The intent was to allow the site to influence the design: to enhance an existing slightly scruffy meadow in order to attract more butterflies (and work with the butterfly garden theme suggested by Joʼs study at the garden), incorporate some of Joʼs favourite plants, and relate to the surrounding landscape and in particular the view of a lake and wider view out of the gardens. The philosophy was to enhance the biodiversity already there.

This project is unusual in terms of the stakeholder/contractor/designer/funding relationship (with no conventional client), and in how it adds value – particularly in how the professionʼs members and Institute worked together. It may act as a precedent or further inspire a newly emerging approach to memorial creation, where the reference to a person or event is not too literally represented physically on site.

The designers (one who had worked with her and the other a tutor at the university she studied at) set about creating a brief (and then design) that fitted her personality, student butterfly study and the chosen location within the gardens, and the wishes of her parents and the Garden Panel at Sir Harold Hillier Gardens. This involved periodic reviews and checking against the predicted fundraising progress as well as using the
related publicity to help in this call for donations.

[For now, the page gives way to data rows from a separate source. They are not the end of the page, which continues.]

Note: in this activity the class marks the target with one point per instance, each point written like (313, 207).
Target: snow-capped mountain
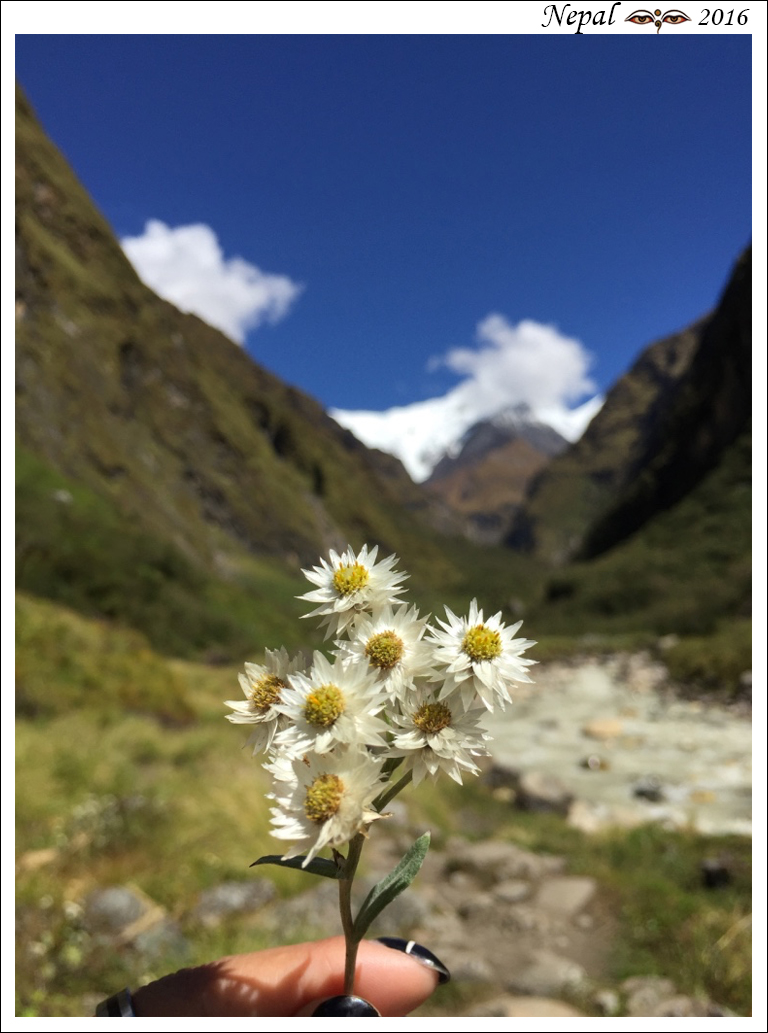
(424, 433)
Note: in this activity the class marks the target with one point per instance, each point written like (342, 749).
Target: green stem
(382, 800)
(345, 907)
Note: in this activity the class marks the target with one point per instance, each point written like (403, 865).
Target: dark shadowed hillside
(187, 450)
(665, 425)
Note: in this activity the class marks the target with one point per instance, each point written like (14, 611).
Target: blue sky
(386, 195)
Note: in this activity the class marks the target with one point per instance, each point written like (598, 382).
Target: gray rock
(512, 890)
(233, 898)
(649, 787)
(547, 974)
(539, 791)
(114, 909)
(566, 895)
(508, 1006)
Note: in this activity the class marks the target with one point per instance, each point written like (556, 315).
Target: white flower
(349, 585)
(332, 705)
(263, 686)
(480, 656)
(324, 801)
(438, 734)
(391, 645)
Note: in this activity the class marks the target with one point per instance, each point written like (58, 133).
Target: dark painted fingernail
(345, 1006)
(420, 953)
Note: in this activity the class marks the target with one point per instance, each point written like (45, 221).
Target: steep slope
(664, 427)
(486, 479)
(120, 390)
(200, 458)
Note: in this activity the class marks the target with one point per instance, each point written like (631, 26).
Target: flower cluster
(398, 700)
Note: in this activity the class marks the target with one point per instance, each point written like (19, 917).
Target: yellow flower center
(432, 718)
(266, 692)
(384, 650)
(324, 706)
(482, 644)
(324, 797)
(351, 578)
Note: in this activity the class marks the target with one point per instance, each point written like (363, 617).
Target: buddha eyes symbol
(657, 19)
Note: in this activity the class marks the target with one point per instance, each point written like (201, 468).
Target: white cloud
(529, 364)
(186, 265)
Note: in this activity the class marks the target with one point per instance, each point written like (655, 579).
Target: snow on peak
(422, 433)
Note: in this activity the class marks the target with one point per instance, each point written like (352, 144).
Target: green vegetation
(173, 807)
(166, 499)
(74, 546)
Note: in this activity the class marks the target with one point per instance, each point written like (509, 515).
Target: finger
(288, 980)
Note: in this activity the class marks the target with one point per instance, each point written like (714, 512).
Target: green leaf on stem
(317, 866)
(391, 885)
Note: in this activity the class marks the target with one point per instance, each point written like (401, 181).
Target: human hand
(394, 975)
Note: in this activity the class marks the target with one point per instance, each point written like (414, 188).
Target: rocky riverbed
(602, 741)
(607, 742)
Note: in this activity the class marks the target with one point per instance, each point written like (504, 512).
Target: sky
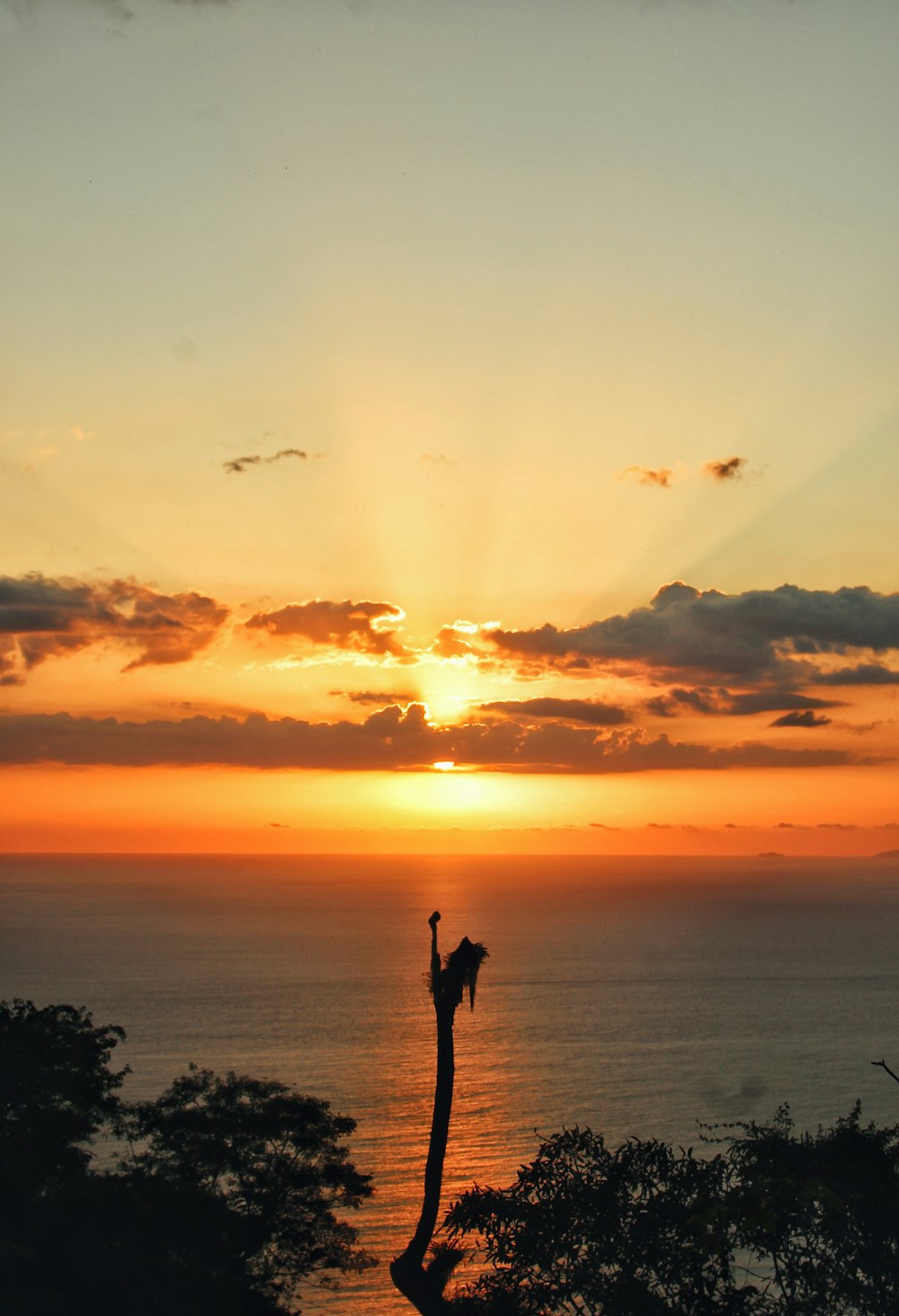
(447, 425)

The process was very much designed to be inclusive at any level to those who wanted: from the extraordinary goodwill shown through donating money to being involved in the two planting days (May and September 2012) and opening ceremony (June 2012). At least 50 people participated in each event. Discussion and design sessions involved the garden staff, Gardens Panel, Landscape Institute Council and local Branch, and the outcome fed into the refinement of the design. The Gardensʼ staff assisted in planting and plant arrangement and will continue to be involved in maintenance.

It is a curvaceous design that strikes a balance between the restrained and unusual. The concept is a unique sculptural bench that folds back at one end (a little like a butterfly wing) to allow the person to rest back and view the sky. This is set within an enhanced butterfly meadow at a point that enables a balance between views out of the gardens and views down onto the gardens. It is at a convenient location but retains a degree of seclusion.

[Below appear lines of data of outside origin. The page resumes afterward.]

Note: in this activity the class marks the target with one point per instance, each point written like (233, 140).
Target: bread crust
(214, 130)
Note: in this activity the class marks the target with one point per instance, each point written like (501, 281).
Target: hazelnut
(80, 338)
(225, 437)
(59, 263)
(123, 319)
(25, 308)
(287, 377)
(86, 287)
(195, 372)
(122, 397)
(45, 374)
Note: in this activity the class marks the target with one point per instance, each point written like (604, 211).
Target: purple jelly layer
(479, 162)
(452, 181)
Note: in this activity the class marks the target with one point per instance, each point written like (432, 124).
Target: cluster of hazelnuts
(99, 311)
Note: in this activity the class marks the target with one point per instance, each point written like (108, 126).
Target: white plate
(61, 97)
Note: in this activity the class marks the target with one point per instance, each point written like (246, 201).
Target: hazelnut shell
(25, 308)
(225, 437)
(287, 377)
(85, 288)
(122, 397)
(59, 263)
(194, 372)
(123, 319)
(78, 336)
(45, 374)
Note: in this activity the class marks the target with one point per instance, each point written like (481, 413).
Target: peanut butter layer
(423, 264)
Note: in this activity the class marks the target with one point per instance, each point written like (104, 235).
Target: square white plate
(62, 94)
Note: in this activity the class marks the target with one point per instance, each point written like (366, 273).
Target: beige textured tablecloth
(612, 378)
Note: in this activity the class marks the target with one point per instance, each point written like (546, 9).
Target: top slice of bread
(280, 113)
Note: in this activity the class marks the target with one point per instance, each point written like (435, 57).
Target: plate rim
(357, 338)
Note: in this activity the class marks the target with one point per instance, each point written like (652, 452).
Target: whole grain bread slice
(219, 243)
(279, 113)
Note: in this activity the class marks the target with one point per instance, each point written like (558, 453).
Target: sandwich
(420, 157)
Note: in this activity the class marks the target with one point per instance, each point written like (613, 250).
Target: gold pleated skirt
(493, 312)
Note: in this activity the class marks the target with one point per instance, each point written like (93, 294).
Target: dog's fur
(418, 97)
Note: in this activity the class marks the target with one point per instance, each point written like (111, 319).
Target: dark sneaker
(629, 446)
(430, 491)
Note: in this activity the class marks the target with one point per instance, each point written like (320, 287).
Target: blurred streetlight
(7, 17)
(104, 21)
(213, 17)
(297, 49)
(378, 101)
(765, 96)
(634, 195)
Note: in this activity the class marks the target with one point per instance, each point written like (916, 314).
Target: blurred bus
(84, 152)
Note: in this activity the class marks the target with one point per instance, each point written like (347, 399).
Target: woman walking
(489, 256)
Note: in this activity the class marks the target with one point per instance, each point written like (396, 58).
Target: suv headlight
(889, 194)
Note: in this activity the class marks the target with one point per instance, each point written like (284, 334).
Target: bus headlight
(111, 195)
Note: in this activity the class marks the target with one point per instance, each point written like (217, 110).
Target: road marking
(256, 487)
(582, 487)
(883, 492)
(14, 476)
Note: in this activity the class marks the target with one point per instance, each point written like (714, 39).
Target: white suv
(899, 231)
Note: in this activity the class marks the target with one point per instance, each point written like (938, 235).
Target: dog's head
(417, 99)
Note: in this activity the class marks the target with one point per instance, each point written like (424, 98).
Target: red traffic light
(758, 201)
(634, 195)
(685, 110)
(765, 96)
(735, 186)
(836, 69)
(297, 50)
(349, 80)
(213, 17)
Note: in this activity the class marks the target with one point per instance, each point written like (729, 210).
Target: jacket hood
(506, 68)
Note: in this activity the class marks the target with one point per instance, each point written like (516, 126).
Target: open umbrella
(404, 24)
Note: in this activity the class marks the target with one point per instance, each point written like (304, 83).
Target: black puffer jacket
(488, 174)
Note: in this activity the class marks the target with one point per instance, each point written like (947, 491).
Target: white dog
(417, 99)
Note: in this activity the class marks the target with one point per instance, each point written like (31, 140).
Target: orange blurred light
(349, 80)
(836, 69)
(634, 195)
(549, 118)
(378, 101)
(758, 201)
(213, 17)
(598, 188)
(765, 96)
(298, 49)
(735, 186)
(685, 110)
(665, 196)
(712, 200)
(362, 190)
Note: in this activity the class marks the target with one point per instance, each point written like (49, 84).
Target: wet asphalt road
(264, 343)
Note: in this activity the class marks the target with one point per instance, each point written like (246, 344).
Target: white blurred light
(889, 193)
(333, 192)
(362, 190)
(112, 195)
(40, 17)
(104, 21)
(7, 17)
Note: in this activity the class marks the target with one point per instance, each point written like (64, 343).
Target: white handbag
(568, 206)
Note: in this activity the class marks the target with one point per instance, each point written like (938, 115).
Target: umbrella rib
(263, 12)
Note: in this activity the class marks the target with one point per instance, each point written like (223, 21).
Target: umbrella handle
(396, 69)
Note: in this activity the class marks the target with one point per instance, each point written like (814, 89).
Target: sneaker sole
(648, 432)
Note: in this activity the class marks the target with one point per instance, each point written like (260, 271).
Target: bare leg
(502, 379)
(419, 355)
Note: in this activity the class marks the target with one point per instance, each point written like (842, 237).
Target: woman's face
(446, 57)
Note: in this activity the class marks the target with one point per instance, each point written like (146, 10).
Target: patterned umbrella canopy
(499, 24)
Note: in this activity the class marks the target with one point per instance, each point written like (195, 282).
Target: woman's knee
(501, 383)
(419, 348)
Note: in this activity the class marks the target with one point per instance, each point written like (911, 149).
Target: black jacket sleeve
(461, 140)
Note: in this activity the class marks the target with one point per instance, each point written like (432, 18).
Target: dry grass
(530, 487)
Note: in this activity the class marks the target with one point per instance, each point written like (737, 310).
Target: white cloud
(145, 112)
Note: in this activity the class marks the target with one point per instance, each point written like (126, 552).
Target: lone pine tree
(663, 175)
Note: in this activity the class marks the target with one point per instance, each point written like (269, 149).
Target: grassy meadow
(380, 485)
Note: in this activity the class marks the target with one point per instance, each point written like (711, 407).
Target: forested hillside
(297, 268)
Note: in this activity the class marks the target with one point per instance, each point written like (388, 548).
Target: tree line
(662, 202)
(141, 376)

The intended users are landscape architects, staff of the gardens, Jo’s friends and family and others who contributed; butterfly enthusiasts, school children and the public (whether they knew her or not) wanting to see a garden that appeals also as a pleasant and natural place to sit and view the distant landscape.

It dovetails into the existing habitats (rather than imposing) and adds significantly to the biodiversity (at least 100 individual wildflower species) of the immediate environment (particularly insect). It has good sustainability credentials: using untreated oak, local sourcing of labour and ʻgreenʼ products, and no export of unwanted material. The scheme has withstood weather and visitor number pressures and stood up to them robustly without undue demands on maintenance. It sits comfortably within a park that is made of smaller gardens.

For the gardens, the project improved the use and appreciation of an under used area; increased visitor numbers to this area; builds on their programme of opportunities for learning and art placement; and remembrance among their staff of Jo as a former volunteer/student at the gardens. It also allowed the introduction of some new plant species that add to their collection.